What Happened Today in the History of Chemistry? English scientist Robert Hooke was born on this day in 1635. Robert Hooke was particularly interested in biology when he was younger. It was thought that he would get a good education and join the church, like his three brothers who later worked in the church. However, his family had him expelled from school, fearing that Hooke would not live long due to chronic headaches while working.
Born in Freshwater on the Isle of Wight, Hooke received his primary education on the Isle of Wight, and at the age of 13, Dr. He was educated at Westminster School under Busby. In 1653, Hooke took his place as choir at the Church of Christ in Oxford. Here, he met and assisted Robert Boyle.

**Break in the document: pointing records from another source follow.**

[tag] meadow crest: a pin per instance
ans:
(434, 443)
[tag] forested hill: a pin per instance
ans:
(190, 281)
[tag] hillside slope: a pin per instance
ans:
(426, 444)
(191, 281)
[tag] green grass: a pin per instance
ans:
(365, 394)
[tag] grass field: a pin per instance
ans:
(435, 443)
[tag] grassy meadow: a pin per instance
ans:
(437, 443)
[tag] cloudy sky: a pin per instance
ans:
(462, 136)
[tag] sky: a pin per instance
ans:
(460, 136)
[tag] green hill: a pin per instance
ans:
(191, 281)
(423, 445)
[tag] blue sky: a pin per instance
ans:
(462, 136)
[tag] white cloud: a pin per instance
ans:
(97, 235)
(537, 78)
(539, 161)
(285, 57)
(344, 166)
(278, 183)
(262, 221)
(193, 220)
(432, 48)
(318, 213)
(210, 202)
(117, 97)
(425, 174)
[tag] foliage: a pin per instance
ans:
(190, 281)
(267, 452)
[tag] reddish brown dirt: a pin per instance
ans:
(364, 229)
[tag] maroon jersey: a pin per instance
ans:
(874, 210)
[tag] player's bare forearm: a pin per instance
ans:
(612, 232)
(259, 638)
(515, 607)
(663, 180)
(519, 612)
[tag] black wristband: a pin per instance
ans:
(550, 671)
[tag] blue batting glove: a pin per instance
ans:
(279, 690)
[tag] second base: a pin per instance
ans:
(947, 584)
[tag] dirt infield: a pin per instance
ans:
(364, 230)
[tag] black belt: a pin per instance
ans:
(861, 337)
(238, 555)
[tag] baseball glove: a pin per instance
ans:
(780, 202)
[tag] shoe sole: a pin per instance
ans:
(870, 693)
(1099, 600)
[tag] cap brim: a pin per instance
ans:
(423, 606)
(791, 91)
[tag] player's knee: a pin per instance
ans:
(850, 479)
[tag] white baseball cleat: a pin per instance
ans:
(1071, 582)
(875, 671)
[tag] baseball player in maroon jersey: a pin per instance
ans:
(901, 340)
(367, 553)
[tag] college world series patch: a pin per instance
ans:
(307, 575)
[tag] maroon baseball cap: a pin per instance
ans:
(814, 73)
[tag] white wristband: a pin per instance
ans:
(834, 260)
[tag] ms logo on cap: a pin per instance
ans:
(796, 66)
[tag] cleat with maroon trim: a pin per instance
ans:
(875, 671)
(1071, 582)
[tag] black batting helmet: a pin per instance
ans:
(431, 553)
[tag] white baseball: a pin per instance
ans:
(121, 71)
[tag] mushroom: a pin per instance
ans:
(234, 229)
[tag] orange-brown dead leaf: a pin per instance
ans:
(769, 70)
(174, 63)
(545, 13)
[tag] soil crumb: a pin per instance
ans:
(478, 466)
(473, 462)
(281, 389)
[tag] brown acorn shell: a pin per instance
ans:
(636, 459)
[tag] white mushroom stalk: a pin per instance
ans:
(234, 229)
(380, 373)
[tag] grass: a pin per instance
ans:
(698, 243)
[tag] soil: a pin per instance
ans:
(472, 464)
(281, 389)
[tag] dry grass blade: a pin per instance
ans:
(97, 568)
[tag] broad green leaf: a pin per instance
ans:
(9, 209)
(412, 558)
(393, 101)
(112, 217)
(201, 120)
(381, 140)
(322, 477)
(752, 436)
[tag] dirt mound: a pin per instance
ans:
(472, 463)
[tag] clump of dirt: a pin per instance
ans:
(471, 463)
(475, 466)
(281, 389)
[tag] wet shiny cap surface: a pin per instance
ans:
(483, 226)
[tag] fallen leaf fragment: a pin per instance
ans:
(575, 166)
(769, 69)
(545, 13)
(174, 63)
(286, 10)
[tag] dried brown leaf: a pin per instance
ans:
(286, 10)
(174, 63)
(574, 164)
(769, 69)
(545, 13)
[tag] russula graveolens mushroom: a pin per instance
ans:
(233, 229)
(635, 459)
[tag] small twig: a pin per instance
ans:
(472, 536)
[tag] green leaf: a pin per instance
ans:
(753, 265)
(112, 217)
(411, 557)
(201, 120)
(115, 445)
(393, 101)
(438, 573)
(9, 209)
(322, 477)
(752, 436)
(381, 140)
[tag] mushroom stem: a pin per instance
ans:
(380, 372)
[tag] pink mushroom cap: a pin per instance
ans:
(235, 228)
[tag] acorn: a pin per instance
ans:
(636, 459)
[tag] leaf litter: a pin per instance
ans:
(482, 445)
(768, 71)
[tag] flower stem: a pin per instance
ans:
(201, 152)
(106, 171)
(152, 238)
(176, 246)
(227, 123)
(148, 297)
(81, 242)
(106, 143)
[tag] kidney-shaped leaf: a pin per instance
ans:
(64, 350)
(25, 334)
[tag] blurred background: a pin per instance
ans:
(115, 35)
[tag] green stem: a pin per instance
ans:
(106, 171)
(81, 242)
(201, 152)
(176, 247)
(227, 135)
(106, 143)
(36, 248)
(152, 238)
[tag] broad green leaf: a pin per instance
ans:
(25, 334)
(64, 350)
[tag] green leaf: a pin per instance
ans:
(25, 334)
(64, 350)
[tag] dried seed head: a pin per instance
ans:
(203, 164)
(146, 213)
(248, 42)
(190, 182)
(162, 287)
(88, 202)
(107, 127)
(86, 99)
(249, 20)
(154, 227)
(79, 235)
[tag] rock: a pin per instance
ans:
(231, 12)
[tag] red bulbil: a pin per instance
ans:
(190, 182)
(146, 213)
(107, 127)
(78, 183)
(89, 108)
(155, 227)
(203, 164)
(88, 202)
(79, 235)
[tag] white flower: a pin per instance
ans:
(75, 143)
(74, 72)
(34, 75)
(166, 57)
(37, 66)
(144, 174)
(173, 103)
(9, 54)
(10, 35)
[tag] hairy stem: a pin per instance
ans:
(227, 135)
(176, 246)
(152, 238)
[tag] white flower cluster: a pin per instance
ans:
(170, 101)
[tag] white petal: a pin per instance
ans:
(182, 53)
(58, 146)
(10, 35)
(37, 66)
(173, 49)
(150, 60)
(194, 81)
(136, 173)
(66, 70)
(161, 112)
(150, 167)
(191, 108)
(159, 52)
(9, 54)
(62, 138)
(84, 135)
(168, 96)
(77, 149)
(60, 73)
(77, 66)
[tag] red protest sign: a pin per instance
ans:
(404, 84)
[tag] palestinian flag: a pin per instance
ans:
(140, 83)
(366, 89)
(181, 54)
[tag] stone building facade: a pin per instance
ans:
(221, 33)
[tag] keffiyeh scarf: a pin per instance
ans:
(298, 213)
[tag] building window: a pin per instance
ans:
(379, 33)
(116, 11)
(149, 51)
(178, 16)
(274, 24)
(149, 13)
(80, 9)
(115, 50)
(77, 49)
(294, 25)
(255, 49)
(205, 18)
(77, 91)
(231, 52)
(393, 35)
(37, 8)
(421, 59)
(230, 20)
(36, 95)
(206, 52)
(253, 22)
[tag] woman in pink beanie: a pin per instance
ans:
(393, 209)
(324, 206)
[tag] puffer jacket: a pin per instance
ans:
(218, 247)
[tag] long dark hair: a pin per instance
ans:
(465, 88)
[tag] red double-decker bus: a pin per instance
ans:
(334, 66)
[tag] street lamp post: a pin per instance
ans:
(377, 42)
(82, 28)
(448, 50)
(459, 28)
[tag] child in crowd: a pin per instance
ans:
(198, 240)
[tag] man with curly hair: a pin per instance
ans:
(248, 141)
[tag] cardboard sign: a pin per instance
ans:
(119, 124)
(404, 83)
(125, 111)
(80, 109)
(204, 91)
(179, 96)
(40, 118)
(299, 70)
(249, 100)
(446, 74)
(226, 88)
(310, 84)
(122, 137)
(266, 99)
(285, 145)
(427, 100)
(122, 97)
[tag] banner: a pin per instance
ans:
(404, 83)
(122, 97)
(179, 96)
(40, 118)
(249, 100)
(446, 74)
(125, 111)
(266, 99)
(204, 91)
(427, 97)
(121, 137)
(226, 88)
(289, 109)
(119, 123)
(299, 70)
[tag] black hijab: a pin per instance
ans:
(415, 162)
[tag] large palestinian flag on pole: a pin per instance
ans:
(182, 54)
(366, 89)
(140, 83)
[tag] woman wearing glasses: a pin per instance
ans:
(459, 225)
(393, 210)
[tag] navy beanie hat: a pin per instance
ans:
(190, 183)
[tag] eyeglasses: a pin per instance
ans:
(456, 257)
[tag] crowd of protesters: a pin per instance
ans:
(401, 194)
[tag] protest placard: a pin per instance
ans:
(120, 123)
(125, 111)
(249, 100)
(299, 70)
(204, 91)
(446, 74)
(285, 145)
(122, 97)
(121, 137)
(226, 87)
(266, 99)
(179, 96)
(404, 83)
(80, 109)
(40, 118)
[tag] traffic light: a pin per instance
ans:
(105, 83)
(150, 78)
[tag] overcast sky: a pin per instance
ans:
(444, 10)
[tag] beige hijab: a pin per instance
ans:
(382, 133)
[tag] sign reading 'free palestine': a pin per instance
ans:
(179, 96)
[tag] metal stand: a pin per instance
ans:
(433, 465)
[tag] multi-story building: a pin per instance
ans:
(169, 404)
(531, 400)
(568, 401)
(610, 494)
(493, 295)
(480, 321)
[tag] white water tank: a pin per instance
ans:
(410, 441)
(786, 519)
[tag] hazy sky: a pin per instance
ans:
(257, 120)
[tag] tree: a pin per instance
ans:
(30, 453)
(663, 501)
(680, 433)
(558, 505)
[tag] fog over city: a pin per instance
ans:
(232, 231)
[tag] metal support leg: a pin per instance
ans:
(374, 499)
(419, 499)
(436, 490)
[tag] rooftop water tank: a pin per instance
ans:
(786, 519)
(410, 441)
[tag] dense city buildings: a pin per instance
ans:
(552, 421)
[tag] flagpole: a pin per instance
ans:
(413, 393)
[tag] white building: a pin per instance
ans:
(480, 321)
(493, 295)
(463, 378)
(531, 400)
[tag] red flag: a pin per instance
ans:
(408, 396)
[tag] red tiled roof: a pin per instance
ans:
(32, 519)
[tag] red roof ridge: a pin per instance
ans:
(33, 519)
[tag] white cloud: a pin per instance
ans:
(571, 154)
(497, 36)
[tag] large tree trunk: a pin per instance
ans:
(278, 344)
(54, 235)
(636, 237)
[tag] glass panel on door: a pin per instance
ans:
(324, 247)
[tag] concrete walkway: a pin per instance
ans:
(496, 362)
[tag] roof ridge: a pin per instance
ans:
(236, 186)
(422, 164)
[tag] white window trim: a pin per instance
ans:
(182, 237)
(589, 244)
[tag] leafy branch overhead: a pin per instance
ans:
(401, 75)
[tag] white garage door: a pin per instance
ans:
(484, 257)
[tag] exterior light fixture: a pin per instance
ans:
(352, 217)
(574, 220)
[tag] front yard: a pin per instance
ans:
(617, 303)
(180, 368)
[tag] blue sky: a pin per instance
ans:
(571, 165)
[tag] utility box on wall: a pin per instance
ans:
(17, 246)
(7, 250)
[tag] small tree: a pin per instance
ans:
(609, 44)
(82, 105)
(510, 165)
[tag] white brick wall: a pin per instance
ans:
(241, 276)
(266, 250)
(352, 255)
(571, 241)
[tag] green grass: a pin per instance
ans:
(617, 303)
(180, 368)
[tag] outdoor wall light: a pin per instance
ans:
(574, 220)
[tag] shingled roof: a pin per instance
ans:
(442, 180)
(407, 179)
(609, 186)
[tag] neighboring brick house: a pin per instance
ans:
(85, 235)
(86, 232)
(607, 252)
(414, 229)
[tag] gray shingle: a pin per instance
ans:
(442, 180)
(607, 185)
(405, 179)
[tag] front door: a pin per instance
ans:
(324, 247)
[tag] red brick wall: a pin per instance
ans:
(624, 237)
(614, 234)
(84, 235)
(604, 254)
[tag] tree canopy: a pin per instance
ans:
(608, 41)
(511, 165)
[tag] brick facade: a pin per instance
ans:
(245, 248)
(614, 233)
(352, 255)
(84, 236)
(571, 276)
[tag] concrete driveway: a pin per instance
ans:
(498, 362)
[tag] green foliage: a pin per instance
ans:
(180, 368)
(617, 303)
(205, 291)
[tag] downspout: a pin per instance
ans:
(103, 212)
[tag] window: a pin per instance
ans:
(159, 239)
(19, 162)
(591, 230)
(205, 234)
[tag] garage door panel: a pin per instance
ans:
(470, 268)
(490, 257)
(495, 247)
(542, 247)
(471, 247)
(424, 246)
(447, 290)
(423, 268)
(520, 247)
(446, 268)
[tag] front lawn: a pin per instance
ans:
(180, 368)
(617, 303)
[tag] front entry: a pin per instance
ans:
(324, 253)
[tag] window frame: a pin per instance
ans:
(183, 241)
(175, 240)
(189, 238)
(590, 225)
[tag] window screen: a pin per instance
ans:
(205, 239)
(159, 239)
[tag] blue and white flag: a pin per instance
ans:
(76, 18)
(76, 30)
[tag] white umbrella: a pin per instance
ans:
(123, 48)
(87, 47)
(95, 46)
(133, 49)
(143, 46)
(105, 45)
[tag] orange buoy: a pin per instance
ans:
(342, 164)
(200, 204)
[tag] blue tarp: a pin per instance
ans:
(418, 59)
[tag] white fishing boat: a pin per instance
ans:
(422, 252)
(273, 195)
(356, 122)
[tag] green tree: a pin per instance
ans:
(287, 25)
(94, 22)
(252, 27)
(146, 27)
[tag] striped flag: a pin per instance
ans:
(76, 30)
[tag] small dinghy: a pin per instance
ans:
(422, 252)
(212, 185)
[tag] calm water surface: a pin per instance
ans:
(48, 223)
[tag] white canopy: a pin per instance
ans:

Since Boyle was not a mathematician, it is likely that Hooke formulated Boyle's law, which is part of the ideal gas law. The cell was first discovered in 1665 by an English scientist, Robert Hooke, as empty chambers in dead cork tissue. Robert Hooke named these chambers, which he saw during his studies, as cells. In the following years, it was understood that these chambers were not empty, and that they were the smallest organisms that carried out the vital events of living things.
He invented the microscope in 1665. In his first research, he saw the cell wall of the dead fungus cell, which he called the cell. He is the inventor of Hooke's law ( σ = E.Ԑ Stress = Modulus of Elasticity *Elongation). Hooke's Law is one of the main laws used by engineers in case of elastic deformation.